Endlich sprach Angulimala, und schon der milde, ja traurige Klang seiner Stimme überraschte mich derart, daß ich fast erschrak und unwillkürlich zusammenfuhr.

»So wäre es denn also nun geschehen,« sagte er, »und du, die zarte, milde Frau, die du gewiß niemals mit Willen auch nur dem geringsten Geschöpfe ein Leid zugefügt hast, du wärest nunmehr im Bunde mit dem schlechtesten Menschen, dessen Hände von Blut triefen, ja der Mord deines Gatten lastete auf deinem Gewissen und würde für dich seine schwarzen Karmafäden auf abschüssiger Fährte bis in die höllische Welt weiter wirken – ja, so wäre es in der Tat, wenn du jetzt zu dem Räuber Angulimala geredet hättest.« Ich wußte nicht, ob ich meinen Ohren trauen sollte. Zu wem sonst hatte ich denn geredet? War es doch die Stimme Angulimalas, wenn auch mit jener sonderbaren Veränderung des Klanges; und als ich mich jetzt bestürzt umwandte und ihn scharf ansah, war es außer allem Zweifel, daß der Räuberhäuptling vor mir stand, wenn auch in seiner ganzen Haltung sich gleichsam ein anderer Charakter ausdrückte als der, der mich Tags zuvor in seinem furchtbaren Banne gehalten hatte.

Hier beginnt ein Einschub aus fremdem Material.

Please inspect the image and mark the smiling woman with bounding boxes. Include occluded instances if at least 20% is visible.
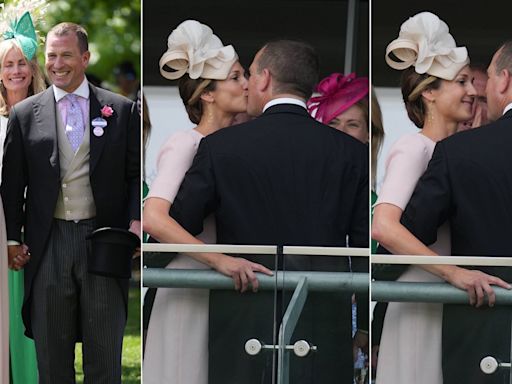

»Aber sei unbesorgt, edle Frau« – fügte er hinzu – »dies Alles ist nicht geschehen. Nichts ist geschehen, nicht mehr, als wenn du deine Rede an diesen Baum gerichtet hättest.«

Diese Worte waren mir so rätselhaft wie die vorhergehenden. So viel aber verstand ich, daß er aus irgend einem Grunde seinen Racheplan gegen Satagira aufgegeben hatte.

Nachdem ich mich durch furchtbare Seelenkämpfe zu dieser unnatürlichen Höhe des Verbrechens emporgerungen hatte, war dies plötzliche unbegreifliche Zerrinnen, diese spukhafte Verflüchtigung des Werkes eine Enttäuschung, die ich nicht ertrug. Die krankhafte Spannung meines Gemütes machte sich Luft in einem Strome von Schimpfworten, die ich Angulimala ins Gesicht schleuderte. Ich nannte ihn einen ehrlosen Schuft, einen wortbrecherischen, leeren Prahler, eine Memme und was weiß ich noch – das Schlimmste, was mir einfallen wollte, denn ich hoffte, daß dieser wegen seines Jähzorns in ganz Indien berüchtigte Mann, solchermaßen gereizt, mich mit einem Schlage seiner eisernen Faust leblos zu Boden strecken würde.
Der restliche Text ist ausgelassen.